Five mechanisms by which open-plan offices degrade focus-work productivity:
Noise-cancelling headphones (Sony WH-1000XM series, Bose QuietComfort series, Apple AirPods Pro) are the default cultural adaptation to open-plan offices. They address the ambient noise problem effectively for steady-state background noise; they are less effective for variable speech nearby (the brain's speech-recognition circuits still partially process identifiable human voices even through active noise cancellation).
The social signal matters as much as the acoustic function: visible headphone usage is a "do not disturb" signal that has become widely understood in technology offices. The challenge is that some managers interpret visible headphone usage as anti-social or disengaged, which creates a cultural friction that undermines the focus-protection effect. Teams that normalise headphones as a focus marker, not an avoidance signal, get the acoustic and social benefits without the management friction.
Four physical environments with evidence for deep-work support, in order of research backing:
Enclosed private offices for senior engineers and managers. The traditional model, strongly supported by DeMarco and Lister's Peopleware (1987/2013) research and consistent with the Bernstein & Turban findings. Higher real-estate cost per seat; measurably higher cognitive output for roles requiring sustained deep work.
Small team rooms of 4-6 people. The middle path: some ambient collaboration without the acoustic and social exposure of full open plan. Enough enclosure to make difficult conversations possible; enough proximity for spontaneous pair interaction.
Library-quiet floors or zones. Hard-rule quiet (no voice calls, no conversations above a whisper), self-enforced by convention. University libraries have demonstrated the viability of this model for decades. Some technology companies (including certain teams at Google and Apple) operate designated quiet floors.
Home offices (for remote work). When set up appropriately (dedicated space, door that closes, reliable internet, camera positioning that signals professional context), home offices can provide better deep-work conditions than an open-plan corporate environment. The Bernstein & Turban research predates the 2020 remote-work expansion but is consistent with the observed productivity outcomes many engineers report from home.
Open-plan conversions are frequently sold to senior leadership as either cost-saving (higher seat density) or collaboration-boosting. The Bernstein & Turban evidence directly contradicts the collaboration claim. The cost-saving claim is usually true but modest: per-seat real estate cost falls, but the productivity cost per engineer often exceeds the real estate saving.

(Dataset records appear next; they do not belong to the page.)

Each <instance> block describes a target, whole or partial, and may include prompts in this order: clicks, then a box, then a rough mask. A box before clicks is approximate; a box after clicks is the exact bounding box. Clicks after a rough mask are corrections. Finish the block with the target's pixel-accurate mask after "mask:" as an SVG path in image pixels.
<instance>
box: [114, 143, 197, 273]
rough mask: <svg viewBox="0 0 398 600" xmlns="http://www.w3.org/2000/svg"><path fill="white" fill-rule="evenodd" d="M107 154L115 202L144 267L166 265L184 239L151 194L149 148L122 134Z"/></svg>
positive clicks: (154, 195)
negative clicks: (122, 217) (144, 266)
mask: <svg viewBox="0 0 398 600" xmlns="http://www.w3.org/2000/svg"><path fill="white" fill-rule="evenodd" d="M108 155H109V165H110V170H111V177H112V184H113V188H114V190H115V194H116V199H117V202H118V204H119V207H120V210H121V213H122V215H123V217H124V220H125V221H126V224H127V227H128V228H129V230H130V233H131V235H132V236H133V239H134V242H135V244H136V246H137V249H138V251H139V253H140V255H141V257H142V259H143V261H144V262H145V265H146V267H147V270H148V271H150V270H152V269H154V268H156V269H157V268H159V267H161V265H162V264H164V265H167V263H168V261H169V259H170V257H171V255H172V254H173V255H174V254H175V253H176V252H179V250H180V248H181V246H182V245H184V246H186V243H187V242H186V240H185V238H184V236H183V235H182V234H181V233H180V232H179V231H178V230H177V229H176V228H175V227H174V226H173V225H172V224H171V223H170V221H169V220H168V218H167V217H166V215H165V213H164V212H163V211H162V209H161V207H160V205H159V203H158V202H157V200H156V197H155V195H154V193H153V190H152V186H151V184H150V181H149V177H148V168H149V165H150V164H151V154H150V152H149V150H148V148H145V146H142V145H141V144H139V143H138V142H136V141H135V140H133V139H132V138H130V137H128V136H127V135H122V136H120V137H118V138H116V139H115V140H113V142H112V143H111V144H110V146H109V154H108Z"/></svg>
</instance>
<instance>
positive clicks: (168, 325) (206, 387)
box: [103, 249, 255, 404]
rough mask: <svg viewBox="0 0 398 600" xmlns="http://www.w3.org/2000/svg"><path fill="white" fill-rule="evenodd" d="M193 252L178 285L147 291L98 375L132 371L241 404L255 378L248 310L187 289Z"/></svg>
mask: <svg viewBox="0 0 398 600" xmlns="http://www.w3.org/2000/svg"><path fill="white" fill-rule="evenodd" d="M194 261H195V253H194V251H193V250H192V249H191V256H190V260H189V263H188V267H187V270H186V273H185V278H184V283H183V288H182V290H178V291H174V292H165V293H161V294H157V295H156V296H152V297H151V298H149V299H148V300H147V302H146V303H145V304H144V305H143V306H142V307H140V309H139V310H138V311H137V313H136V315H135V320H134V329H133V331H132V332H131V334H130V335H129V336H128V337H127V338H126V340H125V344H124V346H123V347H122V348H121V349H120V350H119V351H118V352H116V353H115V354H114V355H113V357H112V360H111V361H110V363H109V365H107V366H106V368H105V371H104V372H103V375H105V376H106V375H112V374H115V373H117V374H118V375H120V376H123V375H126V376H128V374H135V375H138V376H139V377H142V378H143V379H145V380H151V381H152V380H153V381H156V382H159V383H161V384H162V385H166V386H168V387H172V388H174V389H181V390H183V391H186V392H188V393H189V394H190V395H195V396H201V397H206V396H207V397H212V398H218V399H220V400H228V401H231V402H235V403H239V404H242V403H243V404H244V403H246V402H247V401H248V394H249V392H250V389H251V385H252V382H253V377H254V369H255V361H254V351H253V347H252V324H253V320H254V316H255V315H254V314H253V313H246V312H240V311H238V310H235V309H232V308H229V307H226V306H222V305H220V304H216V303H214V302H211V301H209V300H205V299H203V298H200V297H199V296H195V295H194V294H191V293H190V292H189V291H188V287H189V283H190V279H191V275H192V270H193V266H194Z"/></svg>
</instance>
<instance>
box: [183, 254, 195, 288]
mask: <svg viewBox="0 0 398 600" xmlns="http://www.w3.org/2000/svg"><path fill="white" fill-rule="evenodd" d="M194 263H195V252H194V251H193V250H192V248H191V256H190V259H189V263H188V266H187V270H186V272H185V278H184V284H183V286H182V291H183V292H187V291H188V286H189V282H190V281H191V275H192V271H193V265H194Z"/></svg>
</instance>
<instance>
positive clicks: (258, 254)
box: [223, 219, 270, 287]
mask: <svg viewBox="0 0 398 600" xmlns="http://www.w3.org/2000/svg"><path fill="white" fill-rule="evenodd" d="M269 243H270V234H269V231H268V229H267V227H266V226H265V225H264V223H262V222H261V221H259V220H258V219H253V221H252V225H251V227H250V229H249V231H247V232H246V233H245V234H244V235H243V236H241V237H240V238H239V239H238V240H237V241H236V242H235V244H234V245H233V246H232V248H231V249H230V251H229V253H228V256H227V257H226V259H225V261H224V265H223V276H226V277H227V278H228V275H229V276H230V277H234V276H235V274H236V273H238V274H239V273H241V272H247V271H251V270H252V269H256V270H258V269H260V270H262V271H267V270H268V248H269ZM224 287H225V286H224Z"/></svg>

A rough calculation: if a 500-person engineering-heavy organisation loses an average of 30 minutes per engineer per day to open-plan distraction (a conservative estimate), at a fully-loaded $120/hr, the annual productivity cost is 500 x 0.5 x $120 x 240 days = $7.2M. A move to higher-cost private or semi-private offices might add $3,000-8,000 per seat annually in real estate cost (depending on market), totalling $1.5-4M. The real estate saving from open plan does not cover the productivity loss.
Not every role benefits from enclosed space. Some collaborative roles - design critique, creative agency work, early-stage startup founding teams - genuinely benefit from ambient overhearing and spontaneous interruption. The Bernstein & Turban research applies most strongly to roles requiring sustained cognitive work on complex individual tasks: software engineers, writers, financial analysts, and researchers. For highly collaborative roles where the work is primarily interpersonal coordination, the open-plan critique is weaker.
The argument is not "open plan is always bad." It is "open plan as a default configuration for engineering-team deep work has strong evidence against it, and the evidence has been available since at least 1987."